Fri 30 September — Thu 6 October 2011
11am – 5pm every day (closed Sunday)

Since joining Facebook in 2007, Rishi Dastidar has catalogued each of his status updates in a succession of notebooks. containing over one thousand entries, spread across twenty-odd volumes. This compendium has been reinterpreted as a series of individual postcards, each a facsimile of an individual entry., punctuated by the ever- changing prompts of Facebook.

Visitors are actively encouraged to remove a postcard, leaving with a unique portrait of Rishi freed from the confines of social networking. Presenting them in such a public manner both reinforces the radical transparency inherent in the network, and also removes any suggestion of selectiveness or privacy, concepts that are claimed to be part of the idea of ‘friendship’ on Facebook.

Self Portrait postcards:
A conversation

MBWhen we first talked about this I remember you mentioning that you wanted to get something out of facebook, rather than just being a passive producer of content.

RDYes. It’s very easy to put stuff into it. But it’s much, much harder to get something ‘physical’ out of it.

MBWe’ve been talking about the triangular relationship between designer, producer and consumer, which facebook is moving away from to a certain extent — users produce content that is farmed by anonymous algorithms, then sold back to them in the form of targeted advertising.

RD And I think what we’re suggesting here helps to highlight the fact that, in facebook’s case, how that triangle has broken.

RDI mean, at one level, we’re showing how hard it is to physically manifest something back out of the platform.

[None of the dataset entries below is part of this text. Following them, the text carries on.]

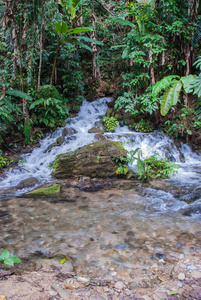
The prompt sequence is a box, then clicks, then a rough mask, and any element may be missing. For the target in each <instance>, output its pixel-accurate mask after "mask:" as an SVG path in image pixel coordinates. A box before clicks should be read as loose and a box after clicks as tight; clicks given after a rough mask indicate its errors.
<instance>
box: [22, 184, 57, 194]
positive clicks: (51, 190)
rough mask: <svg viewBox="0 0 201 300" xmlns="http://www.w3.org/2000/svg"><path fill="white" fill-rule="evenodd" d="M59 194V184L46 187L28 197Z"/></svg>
mask: <svg viewBox="0 0 201 300" xmlns="http://www.w3.org/2000/svg"><path fill="white" fill-rule="evenodd" d="M58 193H60V184H57V183H56V184H51V185H46V186H44V187H42V188H39V189H36V190H34V191H31V192H29V193H28V195H55V194H58Z"/></svg>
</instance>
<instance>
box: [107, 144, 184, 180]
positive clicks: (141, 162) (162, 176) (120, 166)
mask: <svg viewBox="0 0 201 300" xmlns="http://www.w3.org/2000/svg"><path fill="white" fill-rule="evenodd" d="M136 154H137V156H135V155H136ZM158 155H159V154H158V153H156V154H154V155H152V156H151V157H149V158H146V159H144V160H143V159H142V150H140V149H139V148H137V149H136V150H134V151H130V152H128V153H127V157H118V156H114V157H113V158H112V159H113V160H114V161H115V162H116V163H117V164H118V166H119V167H118V168H117V170H116V174H117V175H126V174H127V173H128V164H129V163H130V164H132V163H133V162H134V160H137V164H136V173H137V174H138V175H139V179H141V180H148V179H158V178H168V177H169V176H170V174H172V175H173V176H174V175H176V173H177V169H178V168H179V165H177V164H175V163H173V162H168V159H167V158H161V159H157V156H158Z"/></svg>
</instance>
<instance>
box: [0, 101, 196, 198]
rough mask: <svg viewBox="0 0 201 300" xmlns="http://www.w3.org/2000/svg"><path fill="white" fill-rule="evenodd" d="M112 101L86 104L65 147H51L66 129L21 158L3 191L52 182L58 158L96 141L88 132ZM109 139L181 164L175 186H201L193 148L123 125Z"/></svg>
mask: <svg viewBox="0 0 201 300" xmlns="http://www.w3.org/2000/svg"><path fill="white" fill-rule="evenodd" d="M111 100H112V99H111V98H102V99H99V100H96V101H94V102H91V103H89V102H87V101H84V103H83V105H82V107H81V110H80V112H79V114H78V116H77V117H75V118H73V119H68V120H67V125H66V128H73V129H74V130H75V132H76V133H75V134H73V135H72V136H70V137H66V140H65V142H64V143H63V144H62V145H61V146H56V147H53V148H52V149H51V151H48V147H50V145H52V144H53V143H55V142H56V139H57V138H58V137H60V136H61V135H62V131H63V129H64V128H59V129H57V130H56V131H55V132H54V133H53V134H50V135H48V136H47V137H46V138H44V139H43V140H42V141H41V143H40V146H39V147H36V148H35V149H34V150H33V152H32V153H30V154H26V155H23V157H22V158H21V160H24V162H23V166H22V164H19V166H18V167H16V168H13V169H11V170H9V171H8V172H7V174H6V178H5V179H3V180H1V181H0V188H1V189H6V188H11V187H15V186H17V184H18V183H19V182H20V181H22V180H24V179H26V178H30V177H36V178H37V179H39V180H40V182H41V183H44V182H48V181H51V180H52V177H51V169H50V167H49V165H50V164H51V163H52V162H53V161H54V159H55V157H56V155H58V154H60V153H65V152H69V151H73V150H75V149H77V148H79V147H82V146H84V145H87V144H89V143H91V142H93V141H95V134H94V133H88V130H89V129H91V128H92V127H94V126H96V124H97V122H100V119H101V117H102V116H103V115H104V114H105V113H106V110H107V103H108V102H110V101H111ZM105 137H106V138H107V139H110V140H114V141H119V140H120V141H122V142H124V143H125V144H124V146H125V148H126V149H127V150H129V151H130V150H135V149H136V148H138V147H139V148H140V149H141V150H142V152H143V157H144V158H146V157H148V156H151V155H153V154H155V153H158V154H159V157H160V158H164V157H167V158H168V159H169V160H170V161H174V162H177V163H179V165H180V166H181V167H180V169H179V171H178V174H177V176H176V177H174V178H172V182H173V184H175V183H176V184H178V185H187V186H194V185H196V186H201V177H200V173H201V157H200V156H198V155H197V154H196V153H193V152H192V151H191V149H190V147H189V146H187V145H184V144H181V145H180V147H178V146H177V145H175V143H174V141H173V140H172V139H170V138H169V137H167V136H166V135H164V134H162V133H160V132H154V133H149V134H146V133H137V132H134V131H131V130H129V128H128V127H127V126H123V127H120V126H119V127H118V128H117V129H116V131H115V132H114V133H106V134H105ZM130 167H131V168H134V167H135V166H134V165H133V166H130ZM25 191H27V190H22V191H21V193H23V192H25ZM19 193H20V191H19Z"/></svg>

MBYes. Facebook is very protective about the data they collect — if you read their developer policy you’re only allowed to cache users’ information in order to process it for your application, and although your all your status updates are stored indefinitely on their servers you have no way of searching or accessing them, short of downloading the data as a pseudo-wall, ten miles long.

RD Which no one will do, right?

MB Right. So putting your archive of updates to use, the notebooks of content, then giving them away, each as an individual object, rather than them ending up as anonymised, aggregated data, there’s something nice about that.

RDOK, that’s something interesting — a way of jacking the system, almost — reclaiming what’s yours, trying to put some grit in there. Born from the network, but then drawing attention to something outside of it.

MBSomething like that, yes. It reminded me of one of our earlier conversations, when you talked about forgetting something that had been said/done.

RDYes; how it shows that actually neither Facebook nor the creator has a perfect memory. Which actually means that our governing assumption about this new world should be about its ephemerality, and how, if any, using an old technology like paper, changes that assumption.